Boxplots show the CNA frequency distributions among tumor samples in 10 randomly selected cancer types. The boxplot delineations mark the percentiles 5%, 25%, 75% and 95%. The red lines indicate the mean frequency for each cancer type, whereas the blue line represents the overall mean frequency across all 160 cancer types analyzed here. Frequency values are defined as the ratio of number of samples showing a CNA for a genomic region (i.e., cytogenetic bands) over total number of samples in that cancer type. a) Before normalization b) After normalization. In b) the nominal frequency distribution for each cancer type is re-scaled so that its mean matches the overall mean across all cancer types. (NOS – “not otherwise specified”: high-order classifications, not further assigned to more detailed levels).
Figure 2
Figure 2. The tissue type of a cancer has a strong influence on its CNA likelihood pattern.
a) examples of individual chromosome segments, showing their observed CNA frequencies stratified by cell type. Each dot summarizes all samples classified under one particular ICD type, color-coded by root cell type.
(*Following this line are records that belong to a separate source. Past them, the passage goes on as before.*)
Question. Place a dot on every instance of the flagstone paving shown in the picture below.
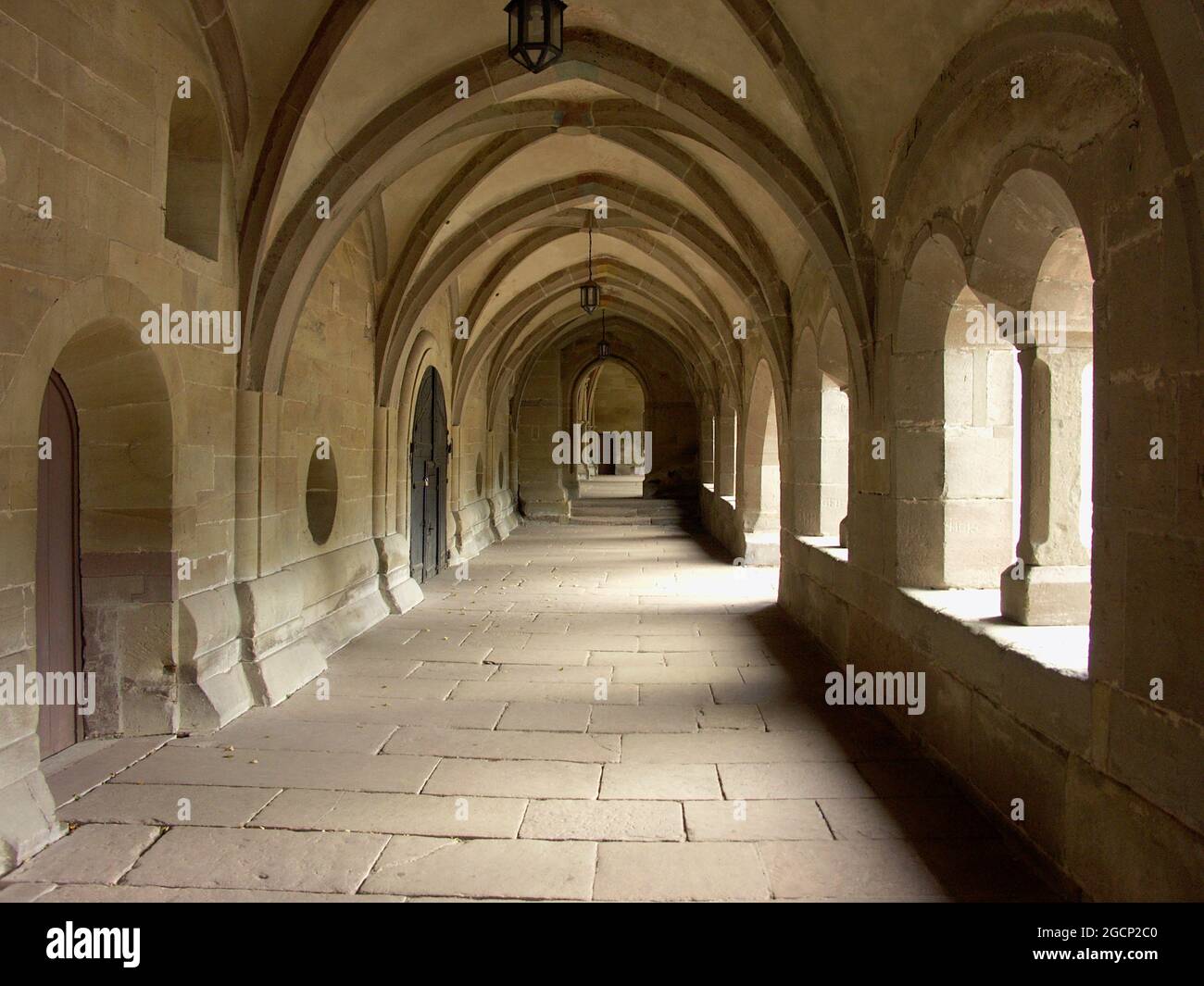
(596, 713)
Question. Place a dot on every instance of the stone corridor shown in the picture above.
(466, 750)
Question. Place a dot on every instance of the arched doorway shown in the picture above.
(59, 616)
(609, 401)
(428, 480)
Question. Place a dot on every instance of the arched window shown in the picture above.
(820, 431)
(193, 216)
(951, 393)
(725, 447)
(1034, 260)
(707, 449)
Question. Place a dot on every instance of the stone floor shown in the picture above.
(603, 714)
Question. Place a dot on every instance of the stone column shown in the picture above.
(725, 478)
(1050, 583)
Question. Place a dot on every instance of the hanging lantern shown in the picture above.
(591, 293)
(537, 32)
(591, 296)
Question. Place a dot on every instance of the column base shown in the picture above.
(1047, 595)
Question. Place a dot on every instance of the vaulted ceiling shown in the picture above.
(715, 204)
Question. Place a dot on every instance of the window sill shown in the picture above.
(1060, 648)
(830, 544)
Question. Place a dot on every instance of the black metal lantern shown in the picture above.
(591, 296)
(591, 293)
(537, 32)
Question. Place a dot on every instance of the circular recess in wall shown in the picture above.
(321, 495)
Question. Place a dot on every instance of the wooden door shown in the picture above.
(428, 481)
(59, 624)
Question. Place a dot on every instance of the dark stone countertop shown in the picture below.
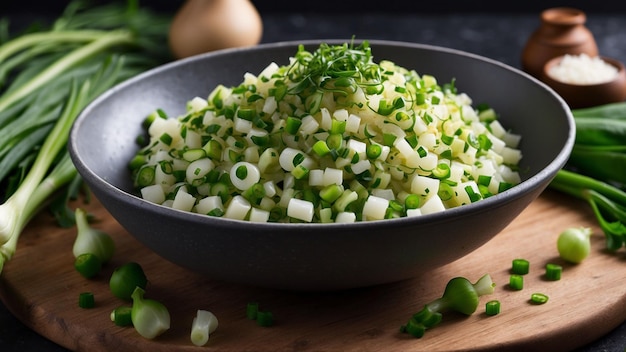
(500, 36)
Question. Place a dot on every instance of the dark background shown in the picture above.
(494, 29)
(352, 7)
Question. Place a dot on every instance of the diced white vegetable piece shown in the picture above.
(512, 140)
(163, 179)
(332, 176)
(341, 115)
(384, 177)
(485, 168)
(326, 120)
(270, 188)
(390, 128)
(404, 147)
(316, 177)
(309, 125)
(427, 140)
(384, 153)
(375, 208)
(286, 159)
(259, 215)
(496, 143)
(424, 186)
(385, 193)
(251, 154)
(153, 193)
(413, 212)
(198, 169)
(469, 156)
(300, 209)
(353, 123)
(287, 195)
(196, 104)
(326, 215)
(439, 111)
(374, 101)
(242, 126)
(183, 200)
(345, 217)
(358, 146)
(496, 129)
(193, 139)
(462, 197)
(419, 126)
(207, 204)
(203, 324)
(511, 156)
(361, 166)
(270, 105)
(238, 208)
(267, 203)
(170, 126)
(253, 175)
(427, 162)
(432, 205)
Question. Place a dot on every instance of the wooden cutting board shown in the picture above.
(40, 287)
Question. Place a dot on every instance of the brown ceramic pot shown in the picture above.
(587, 95)
(562, 31)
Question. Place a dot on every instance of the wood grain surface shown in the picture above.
(40, 287)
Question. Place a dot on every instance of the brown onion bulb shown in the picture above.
(206, 25)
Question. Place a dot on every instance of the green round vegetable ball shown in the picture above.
(574, 244)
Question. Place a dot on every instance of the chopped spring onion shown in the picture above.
(204, 323)
(553, 272)
(122, 316)
(538, 298)
(381, 126)
(86, 300)
(492, 307)
(516, 282)
(520, 266)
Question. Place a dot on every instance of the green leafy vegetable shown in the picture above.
(47, 76)
(596, 170)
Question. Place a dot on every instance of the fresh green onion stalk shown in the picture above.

In the left panel, three chromosome segments are shown that exhibit strong differences between cell types; on the right, three negative examples without such a signal. All p-values were corrected for multiple testing according to Benjamini-Hochberg. b) the dendrogram (tree) has been obtained using hierarchical Ward clustering on the global frequency-normalized CNA profiles across all 160 genomic regions. Cancer types are again color-coded according to the cell type of origin, with the same legend as in a). Partitioning the tree by cutting at different heights produces multiple clusters; validation of those clusters based on the cancer origin (metric: Random Index) shows that the clustering works significantly better than expected at random.
Figure 3
Figure 3. Examples for non-neutral CNA regions.
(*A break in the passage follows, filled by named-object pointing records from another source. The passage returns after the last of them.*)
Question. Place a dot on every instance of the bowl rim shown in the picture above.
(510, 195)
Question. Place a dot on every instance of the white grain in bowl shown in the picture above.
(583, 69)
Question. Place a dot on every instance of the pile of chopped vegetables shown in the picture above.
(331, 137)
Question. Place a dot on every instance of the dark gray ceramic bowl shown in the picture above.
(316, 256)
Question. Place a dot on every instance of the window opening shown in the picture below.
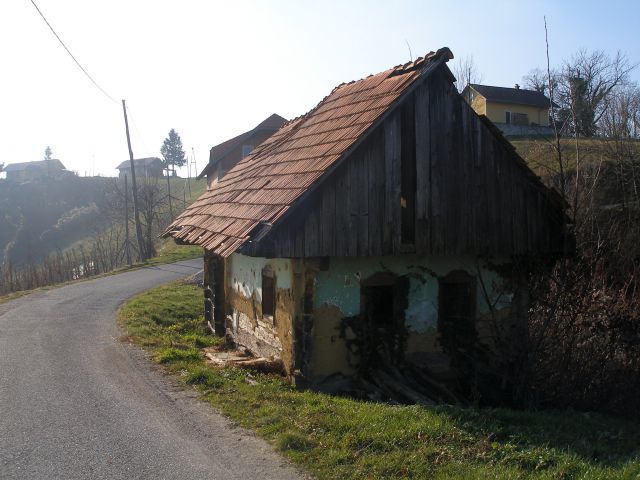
(268, 293)
(457, 313)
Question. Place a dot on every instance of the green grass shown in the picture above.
(333, 437)
(170, 252)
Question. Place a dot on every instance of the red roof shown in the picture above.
(263, 186)
(217, 153)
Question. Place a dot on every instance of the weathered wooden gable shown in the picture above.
(431, 178)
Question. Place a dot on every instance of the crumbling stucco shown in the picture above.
(264, 336)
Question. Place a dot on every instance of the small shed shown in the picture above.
(377, 227)
(37, 170)
(150, 167)
(227, 154)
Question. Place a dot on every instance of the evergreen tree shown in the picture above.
(172, 151)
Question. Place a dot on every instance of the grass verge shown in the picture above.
(334, 437)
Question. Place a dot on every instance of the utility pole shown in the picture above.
(127, 248)
(136, 213)
(169, 191)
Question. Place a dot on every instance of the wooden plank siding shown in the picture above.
(473, 194)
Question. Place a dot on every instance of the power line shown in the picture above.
(71, 55)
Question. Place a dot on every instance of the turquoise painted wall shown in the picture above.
(340, 284)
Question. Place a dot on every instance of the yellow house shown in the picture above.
(509, 107)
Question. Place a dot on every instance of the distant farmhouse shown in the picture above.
(38, 170)
(224, 156)
(145, 167)
(515, 111)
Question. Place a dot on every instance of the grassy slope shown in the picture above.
(343, 438)
(168, 252)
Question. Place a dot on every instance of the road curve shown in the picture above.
(76, 403)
a) Heatmap of CNA profiles on genomic regions (same clustering as in Figure 2). Genomic locations are represented with orange color when considering duplications/gains, and in blue when considering deletions/losses. Color intensity shows relative CNA frequencies; the most-affected region in each row is arbitrarily set the to brightest color (1.0) for display purposes. b) Small regions (black rectangles on the heatmap) are zoomed in to show how non-neutral CNAs can differentiate between cancer types. The example shows that 7q is preferentially gained in brain tumors (red labels) whereas it is preferentially lost in germ cell (black labels), myeloid and myeloproliferative cancer types (blue labels). c) Small regions (red rectangles on the heatmap) are zoomed in to show how 8q is preferentially lost in medullublastomas (green labels) and is preferentially gained in epithelial tumors (pink labels). Some chromosomes consist entirely of non-neutral regions (such as chromosomes 18 and 7). Note that the spatial resolution of the CNA data on the chromosome is limited (roughly corresponding to cytogenetic band resolution).
Figure 4
Figure 4. Not only CNA “hotspots” are informative in cancer classification.
Genomic regions (bands) are sorted according to their overall frequency of CNAs observed. Those regions that are informative with respect to cancer type clustering are marked with arrows. a) Considering duplications (gains) b) Considering deletions (losses).
Figure 5
Figure 5. Comparison of non-neutral vs. hot-spot CNA.
Genomic regions affected by CNAs, either more frequently than average (black rectangle), or non-neutrally with respect to cancer-type classifications (grey rectangle). The intersection defines regions that are affected both frequently and non-neutrally. Changes are color-coded (gains in orange and losses in blue).